The laser compression experiments were performed at the Matter at Extreme Conditions (MEC) end station at the Linear Coherent Light Source (LCLS) and the Spring-8 Angstrom Compact free electron LAser facility (SACLA). The experiment at LCLS was designed to investigate the high-pressure chemistry at planetary interiors, demixing, and possible phase transitions like ND nucleation, while the SACLA experiment was aimed at investigating diamond stability after the breakout at those conditions. At LCLS, this was done by compressing front-side coated (Al) PET targets of 100 \(\upmu \hbox {m}\) thickness. The elemental composition of \({\hbox {(C)}_{\text {x}}}\):\({({\hbox {H}_{2}}\text {O})_{\text {y}}}\) allows carbon phase separation with leftover water stoichiometry. The targets were compressed with 14–62 J laser pulses delivered over 8 ns on a spot size of 300 \(\upmu \hbox {m}\) in diameter. Additional double shock experiments were performed with a 1 : 4 pulse shape with a 7 ns initial shock and 5 ns second shock with pulse energies from 38 to 63 J. At SACLA, the experiment was performed with uncoated PET of 75 \(\upmu \hbox {m}\) thickness to see if a simplification of targets is possible. Such a target design would also suppress any unwanted contaminations introduced by aluminum.

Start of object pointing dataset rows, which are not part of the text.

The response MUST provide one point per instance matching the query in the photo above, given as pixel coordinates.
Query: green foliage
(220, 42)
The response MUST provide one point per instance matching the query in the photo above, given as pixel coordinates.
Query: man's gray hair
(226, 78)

The laser pulse duration was 5 ns on a spot size of 170 \(\upmu \hbox {m}\).

The state along the principal Hugoniot was determined via the transit time method49,50. Here the shock velocity \(u_s\) is determined by the VISAR breakout timing and the target thickness. In the regime of interest, the relationship between shock and particle velocity can be well approximated by a linear function \(u_s=c_0 + \alpha u_p\) compare (Fig. 5b). We used an experimentally benchmarked EOS from DFT/MD simulations27 to estimate temperature conditions in the sample, from the measured shock speeds. The measured quantity was the shock speed, which can be translated to pressure and temperature conditions. The uncertainties in temperature represent upper estimates for how accurately we could determine transit times from VISAR in combination with the error bars from the Hugoniot.

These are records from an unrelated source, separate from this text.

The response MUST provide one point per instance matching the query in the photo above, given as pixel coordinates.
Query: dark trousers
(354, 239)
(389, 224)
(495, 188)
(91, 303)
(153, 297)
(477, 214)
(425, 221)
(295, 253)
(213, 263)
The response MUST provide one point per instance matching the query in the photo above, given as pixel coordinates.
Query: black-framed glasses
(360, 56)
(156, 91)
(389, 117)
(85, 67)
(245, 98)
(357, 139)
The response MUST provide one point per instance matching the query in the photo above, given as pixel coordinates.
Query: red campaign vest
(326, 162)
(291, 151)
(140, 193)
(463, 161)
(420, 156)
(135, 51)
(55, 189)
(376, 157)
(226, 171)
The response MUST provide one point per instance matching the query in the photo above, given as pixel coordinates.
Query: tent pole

Simultaneously XRD measurements were taken at an energy of 9.5 keV at 50 fs pulse duration with an ePix area detector51 with \(2064\times 1548\) pixels and a pixel size of \(50\times 50\) \({\upmu }\hbox {m}\) at LCLS and 10 keV with a flat-panel detector at SACLA. The diffraction data was azimuthally integrated using DIOPTAS52.

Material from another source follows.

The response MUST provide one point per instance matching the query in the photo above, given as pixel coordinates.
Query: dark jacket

We performed Le Bail fits of the lineouts to determine the exact peak positions, and thus, lattice constants of the diamond. The fit results for the thermal expansion coefficient of diamond presented in Ref.37 have been extrapolated and inverted to relate the peak shape to a temperature. The error bars of the Le Bail fits were very small in comparison, and the analysis was dominated by the fluctuations in the laser energy. Therefore, no clear relation between the time after the breakout and the temperature of the diamond could be inferred.

Additional experiments with the goal of recovering NDs from shock-compressed plastics were carried out at the Laboratoire pour l’utilisation des lasers intenses (LULI) using a Shimadzu HPVX2—ultra-high speed camera HPV-X2 (Shimadzu Corp., Japan). The ultra-high speed camera setup in transversal geometry enabled a comparison of the ejecta velocity from the shock breakout, and the Hugoniot shock state determined via VISAR. The velocity was measured via the inter-frame time and the position of the shock release front. The front point was determined as the pixel value of the release front point at the maximum distance to the target. This velocity can give a first estimate for possible catcher materials. Only the materials in which the NDs remain intact after impact at these high velocities are useful for recovery.